Lockheed Martin Aeronautics Company, a key division of Lockheed Martin Corporation, received a modification contract worth $122.1 million from the U.S. Department of Defense (DoD).
This latest contract entailed the procurement of initial aircraft spares for the F-35 Lightning II Joint Strike Fighter (JSF) aircraft for the U.S. Marine Corps, U.S. Air Force, U.S. Navy and other international partners. Work under this contract is scheduled to complete by Dec 2016.
Development costs for the highly advanced and expensive F-35 JSF program are shared by the U.S. and its allies. As of Dec 31, 2013, the total estimated acquisition cost (the sum of development, procurement, and military construction costs) of the F-35 program was estimated at $323.5 billion.
The fiscal 2014 U.S. defense authorization bill funded F-35 procurement at $5.4 billion for 29 aircraft and $561.7 million in advance procurement. In addition, the fiscal year 2015 defense budget bill funded F-35 procurement at $7.8 billion for 34 aircraft.
The U.S. has plans to acquire 2,457 JSFs for its Air Force, Marine Corps, and Navy at an estimated acquisition cost of approximately $319.0 billion. In addition, hundreds of F-35s are expected to be acquired by several U.S. allies.
Since so many orders need to be fulfilled, Lockheed Martin, the prime contractor of the F-35 program, is assured of receiving F-35 program-related orders at regular intervals.

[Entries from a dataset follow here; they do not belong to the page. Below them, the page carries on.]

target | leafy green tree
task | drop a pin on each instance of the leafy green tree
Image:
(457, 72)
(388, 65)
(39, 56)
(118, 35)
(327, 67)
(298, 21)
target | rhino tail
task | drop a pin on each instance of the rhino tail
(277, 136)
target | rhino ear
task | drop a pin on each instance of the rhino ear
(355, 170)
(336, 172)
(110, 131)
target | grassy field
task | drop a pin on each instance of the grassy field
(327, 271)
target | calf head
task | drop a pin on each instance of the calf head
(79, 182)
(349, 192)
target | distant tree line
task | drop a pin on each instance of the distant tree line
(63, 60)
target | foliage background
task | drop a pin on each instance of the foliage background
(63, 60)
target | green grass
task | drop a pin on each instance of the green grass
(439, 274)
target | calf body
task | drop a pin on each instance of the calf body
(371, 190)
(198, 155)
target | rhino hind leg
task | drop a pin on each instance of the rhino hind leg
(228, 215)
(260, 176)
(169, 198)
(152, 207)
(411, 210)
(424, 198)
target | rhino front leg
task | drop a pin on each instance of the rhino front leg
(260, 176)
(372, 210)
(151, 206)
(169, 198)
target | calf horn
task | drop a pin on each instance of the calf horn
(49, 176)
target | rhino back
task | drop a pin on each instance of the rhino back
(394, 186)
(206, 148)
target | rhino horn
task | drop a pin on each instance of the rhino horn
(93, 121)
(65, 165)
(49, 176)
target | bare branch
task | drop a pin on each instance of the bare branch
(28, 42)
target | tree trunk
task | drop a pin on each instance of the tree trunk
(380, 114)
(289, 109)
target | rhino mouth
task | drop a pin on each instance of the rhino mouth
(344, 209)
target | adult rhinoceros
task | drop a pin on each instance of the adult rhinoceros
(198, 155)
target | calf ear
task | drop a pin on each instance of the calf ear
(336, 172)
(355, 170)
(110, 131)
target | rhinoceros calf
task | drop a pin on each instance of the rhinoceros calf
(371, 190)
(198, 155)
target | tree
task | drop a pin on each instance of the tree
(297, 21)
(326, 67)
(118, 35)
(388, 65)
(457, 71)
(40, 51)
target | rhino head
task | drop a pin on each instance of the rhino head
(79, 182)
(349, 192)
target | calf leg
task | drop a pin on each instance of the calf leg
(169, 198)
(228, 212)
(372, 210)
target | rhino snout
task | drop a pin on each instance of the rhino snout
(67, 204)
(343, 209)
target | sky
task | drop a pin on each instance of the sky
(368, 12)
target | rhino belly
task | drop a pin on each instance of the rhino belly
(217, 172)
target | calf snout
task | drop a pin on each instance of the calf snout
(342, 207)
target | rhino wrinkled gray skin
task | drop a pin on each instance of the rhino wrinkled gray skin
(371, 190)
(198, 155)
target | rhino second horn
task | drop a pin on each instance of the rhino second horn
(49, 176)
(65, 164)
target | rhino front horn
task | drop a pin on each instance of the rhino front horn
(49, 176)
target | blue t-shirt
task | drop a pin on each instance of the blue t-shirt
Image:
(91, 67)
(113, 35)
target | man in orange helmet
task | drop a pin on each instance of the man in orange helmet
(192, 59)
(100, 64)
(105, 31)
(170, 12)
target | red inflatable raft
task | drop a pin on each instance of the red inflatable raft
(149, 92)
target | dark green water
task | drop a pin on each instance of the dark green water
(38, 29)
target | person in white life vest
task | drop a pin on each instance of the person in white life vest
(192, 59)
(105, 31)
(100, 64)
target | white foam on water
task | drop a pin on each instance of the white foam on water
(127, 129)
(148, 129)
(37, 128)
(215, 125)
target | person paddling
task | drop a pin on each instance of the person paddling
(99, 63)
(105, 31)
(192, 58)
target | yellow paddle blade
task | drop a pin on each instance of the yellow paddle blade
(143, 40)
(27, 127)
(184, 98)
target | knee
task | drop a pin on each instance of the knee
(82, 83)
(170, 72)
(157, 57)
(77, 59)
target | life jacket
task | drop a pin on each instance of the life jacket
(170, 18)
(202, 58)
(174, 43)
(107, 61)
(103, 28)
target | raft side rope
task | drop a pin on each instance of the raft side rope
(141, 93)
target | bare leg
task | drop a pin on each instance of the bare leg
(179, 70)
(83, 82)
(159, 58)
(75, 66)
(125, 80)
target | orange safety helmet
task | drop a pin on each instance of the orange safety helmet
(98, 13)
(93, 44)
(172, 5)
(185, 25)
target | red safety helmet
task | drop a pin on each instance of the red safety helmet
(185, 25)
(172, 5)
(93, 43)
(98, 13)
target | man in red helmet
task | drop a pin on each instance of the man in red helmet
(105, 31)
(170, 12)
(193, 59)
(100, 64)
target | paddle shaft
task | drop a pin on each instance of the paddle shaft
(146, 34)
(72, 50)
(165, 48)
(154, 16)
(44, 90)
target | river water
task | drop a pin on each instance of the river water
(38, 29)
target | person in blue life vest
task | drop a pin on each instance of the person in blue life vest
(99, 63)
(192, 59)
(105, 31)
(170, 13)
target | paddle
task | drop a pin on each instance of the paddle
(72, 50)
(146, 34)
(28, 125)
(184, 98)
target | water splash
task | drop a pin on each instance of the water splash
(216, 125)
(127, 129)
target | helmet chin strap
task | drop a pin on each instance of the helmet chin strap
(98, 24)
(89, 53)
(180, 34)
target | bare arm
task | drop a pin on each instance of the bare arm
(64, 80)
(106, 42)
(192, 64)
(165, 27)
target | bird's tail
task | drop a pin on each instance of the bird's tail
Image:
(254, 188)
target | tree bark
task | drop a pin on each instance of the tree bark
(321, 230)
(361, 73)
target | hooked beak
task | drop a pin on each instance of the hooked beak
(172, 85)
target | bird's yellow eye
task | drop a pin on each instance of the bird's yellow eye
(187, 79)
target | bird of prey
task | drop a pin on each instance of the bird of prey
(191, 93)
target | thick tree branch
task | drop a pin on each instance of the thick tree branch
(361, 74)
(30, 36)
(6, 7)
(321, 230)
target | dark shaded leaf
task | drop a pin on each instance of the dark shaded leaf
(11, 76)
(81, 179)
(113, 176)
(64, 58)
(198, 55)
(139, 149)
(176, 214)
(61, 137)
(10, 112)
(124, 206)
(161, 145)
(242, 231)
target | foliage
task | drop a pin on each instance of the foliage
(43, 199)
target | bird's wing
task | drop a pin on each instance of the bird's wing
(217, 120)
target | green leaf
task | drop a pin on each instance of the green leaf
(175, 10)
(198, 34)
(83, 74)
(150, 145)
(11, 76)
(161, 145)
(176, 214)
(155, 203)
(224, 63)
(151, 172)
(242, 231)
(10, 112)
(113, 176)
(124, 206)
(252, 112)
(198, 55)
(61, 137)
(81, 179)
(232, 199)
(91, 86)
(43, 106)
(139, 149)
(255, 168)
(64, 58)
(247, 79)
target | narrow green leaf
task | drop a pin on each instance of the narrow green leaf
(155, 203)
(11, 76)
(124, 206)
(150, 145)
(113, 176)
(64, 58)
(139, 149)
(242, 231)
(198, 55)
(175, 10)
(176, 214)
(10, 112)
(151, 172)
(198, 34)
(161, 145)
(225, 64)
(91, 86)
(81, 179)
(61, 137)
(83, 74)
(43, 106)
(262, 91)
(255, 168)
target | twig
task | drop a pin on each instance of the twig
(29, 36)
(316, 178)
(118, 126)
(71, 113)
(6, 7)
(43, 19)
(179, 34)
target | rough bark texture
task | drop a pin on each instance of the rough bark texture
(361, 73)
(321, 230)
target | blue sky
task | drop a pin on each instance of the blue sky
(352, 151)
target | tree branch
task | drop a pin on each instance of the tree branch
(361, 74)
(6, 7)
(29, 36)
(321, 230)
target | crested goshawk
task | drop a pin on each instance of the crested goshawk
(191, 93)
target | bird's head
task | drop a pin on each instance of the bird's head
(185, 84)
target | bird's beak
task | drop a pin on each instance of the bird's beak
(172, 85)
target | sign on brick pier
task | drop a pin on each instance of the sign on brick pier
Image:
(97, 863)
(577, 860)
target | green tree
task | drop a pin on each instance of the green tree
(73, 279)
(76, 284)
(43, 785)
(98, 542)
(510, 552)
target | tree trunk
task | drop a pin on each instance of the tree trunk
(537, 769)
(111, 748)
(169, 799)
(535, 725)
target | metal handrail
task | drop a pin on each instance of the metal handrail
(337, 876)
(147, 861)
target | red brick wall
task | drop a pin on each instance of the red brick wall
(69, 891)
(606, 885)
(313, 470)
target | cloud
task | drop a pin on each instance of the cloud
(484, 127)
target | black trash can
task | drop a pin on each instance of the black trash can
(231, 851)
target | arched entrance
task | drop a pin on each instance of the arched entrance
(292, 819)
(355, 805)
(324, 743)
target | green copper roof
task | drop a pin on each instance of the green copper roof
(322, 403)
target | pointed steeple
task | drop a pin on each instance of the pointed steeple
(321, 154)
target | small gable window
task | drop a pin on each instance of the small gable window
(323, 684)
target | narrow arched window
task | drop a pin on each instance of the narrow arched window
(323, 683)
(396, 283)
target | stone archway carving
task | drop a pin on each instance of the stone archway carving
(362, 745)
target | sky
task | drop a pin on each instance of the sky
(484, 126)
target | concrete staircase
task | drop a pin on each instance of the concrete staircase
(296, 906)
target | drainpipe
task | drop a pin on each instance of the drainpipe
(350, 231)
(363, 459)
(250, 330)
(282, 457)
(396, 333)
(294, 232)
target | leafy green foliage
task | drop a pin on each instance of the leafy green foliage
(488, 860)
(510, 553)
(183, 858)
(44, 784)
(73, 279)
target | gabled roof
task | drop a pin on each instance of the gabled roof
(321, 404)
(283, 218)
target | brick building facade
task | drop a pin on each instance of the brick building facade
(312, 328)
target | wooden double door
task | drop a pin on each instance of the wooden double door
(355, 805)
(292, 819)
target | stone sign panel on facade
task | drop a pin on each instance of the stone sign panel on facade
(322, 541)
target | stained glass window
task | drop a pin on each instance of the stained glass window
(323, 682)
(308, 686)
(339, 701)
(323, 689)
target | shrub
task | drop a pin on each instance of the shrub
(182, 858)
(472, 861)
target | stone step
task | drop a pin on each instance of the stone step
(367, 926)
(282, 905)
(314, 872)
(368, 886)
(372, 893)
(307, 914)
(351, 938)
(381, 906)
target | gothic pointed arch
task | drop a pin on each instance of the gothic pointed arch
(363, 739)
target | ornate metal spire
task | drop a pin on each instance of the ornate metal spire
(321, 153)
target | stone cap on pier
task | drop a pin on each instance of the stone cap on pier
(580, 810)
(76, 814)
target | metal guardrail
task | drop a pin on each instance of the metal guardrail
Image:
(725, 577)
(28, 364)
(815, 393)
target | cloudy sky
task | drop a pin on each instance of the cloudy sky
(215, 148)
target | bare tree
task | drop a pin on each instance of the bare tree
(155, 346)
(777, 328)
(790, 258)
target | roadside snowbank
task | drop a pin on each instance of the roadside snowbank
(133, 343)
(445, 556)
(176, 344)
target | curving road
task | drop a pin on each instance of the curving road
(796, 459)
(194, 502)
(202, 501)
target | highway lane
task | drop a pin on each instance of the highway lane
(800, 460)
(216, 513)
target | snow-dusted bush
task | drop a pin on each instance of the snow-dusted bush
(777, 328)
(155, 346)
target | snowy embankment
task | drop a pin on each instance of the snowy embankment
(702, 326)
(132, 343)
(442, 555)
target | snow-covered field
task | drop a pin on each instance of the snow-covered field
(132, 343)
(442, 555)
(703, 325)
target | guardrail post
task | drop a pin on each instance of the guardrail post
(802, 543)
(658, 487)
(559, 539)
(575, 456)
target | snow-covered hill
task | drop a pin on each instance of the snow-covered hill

Despite persistent threats of defense budget cuts, Lockheed Martin continues to receive consistent orders from the DoD. This has helped the company to register positive earnings surprises in the last four quarters with an average beat of 20.2%. For 2014, the company boosted its earnings forecast to the range of $10.50–$10.80 from the earlier expectation of $10.25–$10.55. The current Zacks Consensus Estimate for 2014 is pegged at $10.98 with all estimates going up in the last 60 days.